STATEMENT BY BASIL O'CONNOR, PRESIDENT, THE NATIONAL FOUNDATION

Mr. O'CONNOR. Thank you. Senator Hill and Senator Williams, I am happy to respond to your committee's invitation to testify in regard to Senate Joint Resolution 41 of the 86th Congress, 1st session.

First, may I commend you, Mr. Chairman, and your distinguished colleagues, on the formulation of this resolution as it is now drawn, of what I consider to be basically a sound and a most creative concept in the interest of peace as well as for the advancement of medical knowledge.

Second, may I make such observations as my 35 years of experience as a layman in the field of health may qualify me to contribute.

Health and medical science have always created a form where people of all nations, all races and all creeds could meet on common ground in a common interest and get to know and understand one another better. Science has never known any boundaries of race, creed, or political geography.

Relatively recent increasing nationalism and other "isms" have created fears as to the continued existence of the open forum, but as yet, I think it safe to say that they have not reduced the value of what might be called the internationalism of science as one, if not the most effective, mechanism for peace.
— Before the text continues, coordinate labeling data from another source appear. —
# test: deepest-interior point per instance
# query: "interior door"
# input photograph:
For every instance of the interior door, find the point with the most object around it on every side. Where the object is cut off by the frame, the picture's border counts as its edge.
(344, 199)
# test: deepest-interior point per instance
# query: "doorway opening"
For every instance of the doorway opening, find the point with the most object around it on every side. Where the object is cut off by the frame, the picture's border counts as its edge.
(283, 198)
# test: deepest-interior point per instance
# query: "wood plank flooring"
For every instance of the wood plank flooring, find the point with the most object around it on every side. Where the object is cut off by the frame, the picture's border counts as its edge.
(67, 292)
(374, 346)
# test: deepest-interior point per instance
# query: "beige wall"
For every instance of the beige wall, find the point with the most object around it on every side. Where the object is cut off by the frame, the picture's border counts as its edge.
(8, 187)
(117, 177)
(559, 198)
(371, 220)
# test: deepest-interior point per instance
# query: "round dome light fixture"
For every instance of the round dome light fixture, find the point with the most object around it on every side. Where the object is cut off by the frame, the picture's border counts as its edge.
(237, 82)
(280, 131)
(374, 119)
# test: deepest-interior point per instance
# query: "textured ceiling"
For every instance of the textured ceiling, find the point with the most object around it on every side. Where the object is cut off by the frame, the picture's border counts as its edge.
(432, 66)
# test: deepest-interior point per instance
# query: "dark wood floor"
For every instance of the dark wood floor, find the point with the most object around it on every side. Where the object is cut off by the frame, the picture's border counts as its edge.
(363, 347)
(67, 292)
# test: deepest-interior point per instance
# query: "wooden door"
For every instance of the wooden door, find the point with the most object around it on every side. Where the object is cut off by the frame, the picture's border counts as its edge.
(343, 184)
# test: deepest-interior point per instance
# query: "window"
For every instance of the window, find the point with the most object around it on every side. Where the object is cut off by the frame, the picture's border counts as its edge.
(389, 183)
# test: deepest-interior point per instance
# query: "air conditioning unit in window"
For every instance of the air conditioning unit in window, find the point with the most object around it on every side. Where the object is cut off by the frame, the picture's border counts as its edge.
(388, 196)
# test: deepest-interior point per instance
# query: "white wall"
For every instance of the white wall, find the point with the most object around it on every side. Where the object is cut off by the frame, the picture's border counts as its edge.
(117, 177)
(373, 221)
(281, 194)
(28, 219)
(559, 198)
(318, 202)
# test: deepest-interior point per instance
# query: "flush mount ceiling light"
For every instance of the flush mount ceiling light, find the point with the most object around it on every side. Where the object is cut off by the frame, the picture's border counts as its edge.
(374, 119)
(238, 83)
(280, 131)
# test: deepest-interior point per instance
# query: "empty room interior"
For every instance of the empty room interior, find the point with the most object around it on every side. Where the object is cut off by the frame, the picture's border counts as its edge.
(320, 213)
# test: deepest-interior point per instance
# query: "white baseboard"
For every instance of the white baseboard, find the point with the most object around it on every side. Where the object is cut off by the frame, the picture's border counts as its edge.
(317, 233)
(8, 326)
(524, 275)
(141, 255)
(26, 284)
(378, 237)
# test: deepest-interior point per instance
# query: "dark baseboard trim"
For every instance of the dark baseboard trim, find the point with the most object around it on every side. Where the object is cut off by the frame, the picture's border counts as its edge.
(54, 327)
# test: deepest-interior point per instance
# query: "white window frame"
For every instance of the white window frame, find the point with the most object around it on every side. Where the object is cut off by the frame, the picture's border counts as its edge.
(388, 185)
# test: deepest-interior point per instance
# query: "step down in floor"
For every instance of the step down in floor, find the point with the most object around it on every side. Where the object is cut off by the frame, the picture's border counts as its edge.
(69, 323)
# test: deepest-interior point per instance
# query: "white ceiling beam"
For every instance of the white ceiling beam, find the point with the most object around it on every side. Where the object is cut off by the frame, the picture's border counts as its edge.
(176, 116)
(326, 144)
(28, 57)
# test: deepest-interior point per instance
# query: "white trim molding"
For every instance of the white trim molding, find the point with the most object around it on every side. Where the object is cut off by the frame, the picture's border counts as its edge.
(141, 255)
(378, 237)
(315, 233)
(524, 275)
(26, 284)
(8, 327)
The National Foundation has not been unaware of the value to all of international scientific exchange sometimes effectively accomplished through international medical scientific meetings. During the last 11 years, the National Foundation has sponsored four international conferences on poliomyelitis.

Through these conferences newly discovered knowledge on viruses and viral diseases and on rehabilitation of the disabled was made available to the whole world. Few international conferences on medical science had larger numbers in attendance or more nations represented by that attendance.

In addition, in January 1957, the National Foundation brought together under the auspices of the New York Academy of Sciences a unique conference on cellular biology, nucleic acid and viruses, at which scientists from Europe, South Africa, Canada and the United States exchanged information on the kind of basic research that is designed to throw light on such unsolved problems as cancer, virus diseases, and neurological illnesses.

About half of the American scientists participating were supported by nongovernmental funds given by the American people through the March of Dimes.